Les acteurs de la santé, de la sécurité et de la qualité de vie au travail dans l’entreprise et la branche

Pas de moyens supplémentaires pour les représentants du personnel dans le cadre de leurs missions « santé, sécurité et conditions de travail » alors que toutes les organisations syndicales  demandaient de développer le rôle et les moyens des membres de la CSE et de la CSSCT. L’articulation avec les représentants de proximité est également importante, mais le patronat a semblé y préférer la notion de « salarié compétent ».
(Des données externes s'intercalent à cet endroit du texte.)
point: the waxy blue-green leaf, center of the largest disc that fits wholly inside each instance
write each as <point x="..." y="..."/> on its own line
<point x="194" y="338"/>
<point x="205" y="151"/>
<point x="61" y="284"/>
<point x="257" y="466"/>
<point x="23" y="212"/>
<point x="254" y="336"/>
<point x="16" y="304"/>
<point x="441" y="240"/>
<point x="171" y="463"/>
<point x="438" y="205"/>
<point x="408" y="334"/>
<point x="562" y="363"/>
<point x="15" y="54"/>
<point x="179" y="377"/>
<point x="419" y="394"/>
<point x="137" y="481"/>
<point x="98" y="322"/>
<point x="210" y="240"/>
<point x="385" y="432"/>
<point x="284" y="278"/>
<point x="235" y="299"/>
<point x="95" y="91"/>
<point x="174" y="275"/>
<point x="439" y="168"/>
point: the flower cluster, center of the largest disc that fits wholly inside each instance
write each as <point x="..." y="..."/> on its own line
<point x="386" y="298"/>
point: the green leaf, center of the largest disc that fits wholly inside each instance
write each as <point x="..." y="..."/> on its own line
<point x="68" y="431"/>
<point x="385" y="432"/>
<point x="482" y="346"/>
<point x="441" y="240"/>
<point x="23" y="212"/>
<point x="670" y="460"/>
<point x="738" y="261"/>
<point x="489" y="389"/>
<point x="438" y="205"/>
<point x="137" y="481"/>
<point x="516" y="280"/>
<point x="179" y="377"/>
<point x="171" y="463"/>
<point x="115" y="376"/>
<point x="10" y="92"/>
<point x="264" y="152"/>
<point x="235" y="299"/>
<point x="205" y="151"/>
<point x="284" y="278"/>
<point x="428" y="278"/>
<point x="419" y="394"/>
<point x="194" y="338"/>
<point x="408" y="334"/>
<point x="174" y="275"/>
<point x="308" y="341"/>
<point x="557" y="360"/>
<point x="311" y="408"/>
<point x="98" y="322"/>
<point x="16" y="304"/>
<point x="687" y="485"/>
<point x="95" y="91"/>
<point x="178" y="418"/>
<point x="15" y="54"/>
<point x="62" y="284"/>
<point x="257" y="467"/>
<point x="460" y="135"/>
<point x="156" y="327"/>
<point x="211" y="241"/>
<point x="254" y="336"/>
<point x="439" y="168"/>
Une vision à sens unique du principe de solidarité : le patronat a voulu peser sur les pouvoirs publics pour bénéficier des moyens de la Sécurité Sociale, mais se refuse à participer à cette même solidarité à travers la médecine du travail et les services de santé au travail.

L’UIMM tente d’ailleurs de s’approprier totalement les Services de Santé au Travail inter-entreprises (SSTi) : ils en seraient les créateurs. C’est oublier l’histoire : la médecine du travail, initiée sous Vichy, est devenue médecine de protection de la santé des travailleurs en 1945, en opposition avec la médecine d’usine, défendue notamment par l’UIMM, qui consistait à une sélection de la main d’œuvre[1].

Pour la CGT, la revendication est d’intégrer les services de santé au travail dans la Sécurité Sociale au travers d’un rapprochement de ceux-ci avec les CARSAT[2], comme le rappelle un courrier de Philippe Martinez à Myriam El Khomri en 2016.

Le rappel insistant par l’UIMM de l’importance des Comités Techniques Nationaux et Régionaux (CTN et CTR) est le fruit d’une bataille autour des excédents de la branche AT/MP de la Sécurité Sociale (1.1 milliard d’euros cumulés en 2017). L’état tente au travers de la Convention d’Objectifs et de Gestion (COG) de récupérer cet argent cotisé par les entreprises (et donc les salariés). Toutes les organisations syndicales de salariés et patronales sont opposées à cette réorientation de l’argent… pour des buts différents, bien évidemment.

Dans ce chapitre, l’UIMM tente également de transférer un maximum de responsabilités, notamment sur le management. Après la culpabilisation des salariés, on voit bien que le projet patronal tente de mettre à l’abri les employeurs du risque juridique.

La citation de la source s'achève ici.